Yes, you're correct but this error does not relate to that. Do you have any insights as to why the model worker gets registered but does not work?

IT Lackey · Answer 5 · Tue Sep 26 2023 11:00:46 GMT+0800 (China Standard Time)

I am not seeing much detail in the logs you've provided but it's very likely that the worker is failing to start due to the incorrect hardware.
As much as I appreciate you using this container, it's really not what you need for your system.
You can run FastChat without docker very easily since you have a CUDA device.

Rachneet Singh Sachdeva · Answer 6 · Tue Sep 26 2023 15:24:34 GMT+0800 (China Standard Time)

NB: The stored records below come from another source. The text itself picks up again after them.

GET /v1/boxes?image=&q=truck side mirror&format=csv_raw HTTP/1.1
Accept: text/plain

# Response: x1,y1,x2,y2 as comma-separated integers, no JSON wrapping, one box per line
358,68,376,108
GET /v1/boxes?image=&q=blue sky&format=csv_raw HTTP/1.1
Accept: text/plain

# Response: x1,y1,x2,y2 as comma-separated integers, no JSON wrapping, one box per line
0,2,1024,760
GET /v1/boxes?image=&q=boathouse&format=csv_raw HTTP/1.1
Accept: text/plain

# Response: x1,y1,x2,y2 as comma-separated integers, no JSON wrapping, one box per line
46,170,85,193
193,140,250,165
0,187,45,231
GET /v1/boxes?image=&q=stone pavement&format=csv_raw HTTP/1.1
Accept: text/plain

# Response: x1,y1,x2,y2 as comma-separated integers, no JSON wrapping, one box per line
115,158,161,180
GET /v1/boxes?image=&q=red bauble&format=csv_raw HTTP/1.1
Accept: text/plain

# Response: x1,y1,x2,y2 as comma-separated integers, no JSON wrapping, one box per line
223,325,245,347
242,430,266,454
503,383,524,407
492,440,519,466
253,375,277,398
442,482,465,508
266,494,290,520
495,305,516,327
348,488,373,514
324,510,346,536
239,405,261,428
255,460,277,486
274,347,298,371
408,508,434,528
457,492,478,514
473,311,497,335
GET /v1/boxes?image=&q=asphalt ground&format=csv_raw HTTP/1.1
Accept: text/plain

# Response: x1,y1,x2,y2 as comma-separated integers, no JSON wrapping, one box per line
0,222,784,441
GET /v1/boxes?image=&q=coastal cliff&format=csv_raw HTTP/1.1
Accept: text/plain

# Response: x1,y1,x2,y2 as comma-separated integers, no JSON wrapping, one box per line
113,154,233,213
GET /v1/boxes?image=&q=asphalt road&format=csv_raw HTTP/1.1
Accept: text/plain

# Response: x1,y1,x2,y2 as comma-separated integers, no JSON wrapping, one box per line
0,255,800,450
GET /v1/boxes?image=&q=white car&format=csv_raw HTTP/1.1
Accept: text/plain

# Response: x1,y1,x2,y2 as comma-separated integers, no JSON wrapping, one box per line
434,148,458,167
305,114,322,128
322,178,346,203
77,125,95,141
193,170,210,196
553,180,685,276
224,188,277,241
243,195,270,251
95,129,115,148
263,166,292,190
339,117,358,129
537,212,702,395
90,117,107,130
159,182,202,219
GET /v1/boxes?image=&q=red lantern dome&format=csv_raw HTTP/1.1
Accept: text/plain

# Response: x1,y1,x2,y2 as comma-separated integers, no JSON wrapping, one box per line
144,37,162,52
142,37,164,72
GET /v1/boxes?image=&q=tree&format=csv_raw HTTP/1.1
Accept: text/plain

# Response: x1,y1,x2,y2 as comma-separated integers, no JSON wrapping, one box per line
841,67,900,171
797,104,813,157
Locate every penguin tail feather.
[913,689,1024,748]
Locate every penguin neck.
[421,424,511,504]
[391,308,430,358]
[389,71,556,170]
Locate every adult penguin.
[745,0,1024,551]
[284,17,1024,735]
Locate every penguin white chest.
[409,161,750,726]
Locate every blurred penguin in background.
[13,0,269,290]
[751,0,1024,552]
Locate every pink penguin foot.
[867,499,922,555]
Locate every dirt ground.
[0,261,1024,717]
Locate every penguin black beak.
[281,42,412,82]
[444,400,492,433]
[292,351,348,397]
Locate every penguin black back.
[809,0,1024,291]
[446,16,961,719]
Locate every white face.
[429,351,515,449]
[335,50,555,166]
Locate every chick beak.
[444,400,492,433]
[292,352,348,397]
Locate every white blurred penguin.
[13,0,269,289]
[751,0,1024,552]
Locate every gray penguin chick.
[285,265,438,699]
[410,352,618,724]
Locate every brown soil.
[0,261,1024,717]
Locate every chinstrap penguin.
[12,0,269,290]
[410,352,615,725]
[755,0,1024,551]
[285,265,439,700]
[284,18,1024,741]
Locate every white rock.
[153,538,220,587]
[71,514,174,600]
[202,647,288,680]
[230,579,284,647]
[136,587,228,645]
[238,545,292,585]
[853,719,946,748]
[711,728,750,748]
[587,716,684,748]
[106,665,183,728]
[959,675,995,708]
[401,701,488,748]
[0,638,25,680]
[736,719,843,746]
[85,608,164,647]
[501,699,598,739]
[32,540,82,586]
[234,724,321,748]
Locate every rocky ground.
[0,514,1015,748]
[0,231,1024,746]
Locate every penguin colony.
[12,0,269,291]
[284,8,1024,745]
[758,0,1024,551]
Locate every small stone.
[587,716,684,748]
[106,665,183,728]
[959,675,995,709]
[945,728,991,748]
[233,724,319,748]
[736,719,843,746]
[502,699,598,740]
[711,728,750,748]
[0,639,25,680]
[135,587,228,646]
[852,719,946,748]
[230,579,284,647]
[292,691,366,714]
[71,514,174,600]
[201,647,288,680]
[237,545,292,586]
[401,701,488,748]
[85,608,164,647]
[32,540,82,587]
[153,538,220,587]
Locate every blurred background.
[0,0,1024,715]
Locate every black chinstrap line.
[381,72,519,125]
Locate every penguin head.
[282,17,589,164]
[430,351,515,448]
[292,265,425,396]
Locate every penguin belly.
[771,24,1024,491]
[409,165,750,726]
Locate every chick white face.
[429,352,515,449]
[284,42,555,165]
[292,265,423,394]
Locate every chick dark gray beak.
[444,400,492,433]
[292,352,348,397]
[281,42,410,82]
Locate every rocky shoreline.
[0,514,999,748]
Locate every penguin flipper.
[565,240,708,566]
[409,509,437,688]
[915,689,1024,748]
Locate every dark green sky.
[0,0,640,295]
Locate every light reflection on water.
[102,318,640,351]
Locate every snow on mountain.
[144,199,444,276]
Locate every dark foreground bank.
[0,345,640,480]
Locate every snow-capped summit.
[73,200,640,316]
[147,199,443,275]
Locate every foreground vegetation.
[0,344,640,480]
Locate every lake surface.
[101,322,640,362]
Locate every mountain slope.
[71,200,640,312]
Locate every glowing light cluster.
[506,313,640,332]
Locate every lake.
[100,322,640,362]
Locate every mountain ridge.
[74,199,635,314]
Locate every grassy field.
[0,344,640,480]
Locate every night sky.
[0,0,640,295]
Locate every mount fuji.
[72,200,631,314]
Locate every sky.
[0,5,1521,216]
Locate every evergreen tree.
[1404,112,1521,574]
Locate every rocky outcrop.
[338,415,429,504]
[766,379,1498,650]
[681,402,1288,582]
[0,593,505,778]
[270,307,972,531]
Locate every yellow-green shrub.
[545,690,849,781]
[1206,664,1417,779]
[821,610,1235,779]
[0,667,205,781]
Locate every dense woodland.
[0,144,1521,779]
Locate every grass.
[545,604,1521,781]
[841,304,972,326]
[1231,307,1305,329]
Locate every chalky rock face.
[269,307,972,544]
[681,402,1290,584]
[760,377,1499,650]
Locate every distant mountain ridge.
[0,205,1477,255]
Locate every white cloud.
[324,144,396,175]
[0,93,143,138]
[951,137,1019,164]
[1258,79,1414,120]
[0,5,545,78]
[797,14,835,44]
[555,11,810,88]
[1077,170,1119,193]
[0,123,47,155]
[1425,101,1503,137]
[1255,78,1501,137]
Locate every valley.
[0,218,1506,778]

Thanks for the insight. I see this particular error

llm_chat  | 2023-09-26 07:23:08 | INFO | stdout | INFO:     127.0.0.1:38810 - "POST /refresh_all_workers HTTP/1.1" 200 OK
llm_chat  | 2023-09-26 07:23:08 | INFO | stdout | INFO:     127.0.0.1:38820 - "GET /list_models HTTP/1.1" 200 OK
llm_chat  | 2023-09-26 07:23:08 | INFO | stdout | INFO:     127.0.0.1:38834 - "POST /get_worker_address HTTP/1.1" 200 OK
llm_chat  | Waiting for model...
llm_chat  | '(MaxRetryError("HTTPSConnectionPool(host='huggingface.co', port=443): Max retries exceeded with url: /lmsys/vicuna-7b-v1.3/resolve/main/tokenizer_config.json (Caused by ConnectTimeoutError(<urllib3.connection.HTTPSConnection object at 0x7fe341026910>, 'Connection to huggingface.co timed out. (connect timeout=10)'))"), '(Request ID: 71b19d48-1d06-43e0-8a5f-be411bc85bc9)')' thrown while requesting HEAD https://huggingface.co/lmsys/vicuna-7b-v1.3/resolve/main/tokenizer_config.json
llm_chat  | 2023-09-26 07:23:09 | WARNING | huggingface_hub.utils._http | '(MaxRetryError("HTTPSConnectionPool(host='huggingface.co', port=443): Max retries exceeded with url: /lmsys/vicuna-7b-v1.3/resolve/main/tokenizer_config.json (Caused by ConnectTimeoutError(<urllib3.connection.HTTPSConnection object at 0x7fe341026910>, 'Connection to huggingface.co timed out. (connect timeout=10)'))"), '(Request ID: 71b19d48-1d06-43e0-8a5f-be411bc85bc9)')' thrown while requesting HEAD https://huggingface.co/lmsys/vicuna-7b-v1.3/resolve/main/tokenizer_config.json
llm_chat  | You are using the default legacy behaviour of the <class 'transformers.models.llama.tokenization_llama.LlamaTokenizer'>. If you see this, DO NOT PANIC! This is expected, and simply means that the `legacy` (previous) behavior will be used so nothing changes for you. If you want to use the new behaviour, set `legacy=False`. This should only be set if you understand what it means, and thouroughly read the reason why this was added as explained in https://github.com/huggingface/transformers/pull/24565
llm_chat  | 2023-09-26 07:23:13 | INFO | stdout | INFO:     127.0.0.1:55518 - "POST /refresh_all_workers HTTP/1.1" 200 OK
llm_chat  | 2023-09-26 07:23:13 | INFO | stdout | INFO:     127.0.0.1:55532 - "GET /list_models HTTP/1.1" 200 OK
llm_chat  | 2023-09-26 07:23:13 | INFO | stdout | INFO:     127.0.0.1:55538 - "POST /get_worker_address HTTP/1.1" 200 OK
llm_chat  | Waiting for model...

which means that the model cannot be downloaded. Any idea why this may be happening?

Rachneet Singh Sachdeva · Answer 7 · Wed Sep 27 2023 18:43:49 GMT+0800 (China Standard Time)

Solved by using the models saved locally.

IT Lackey · Answer 8 · Wed Sep 27 2023 21:01:55 GMT+0800 (China Standard Time)

Good job working through that. I did not see the timeout issue before.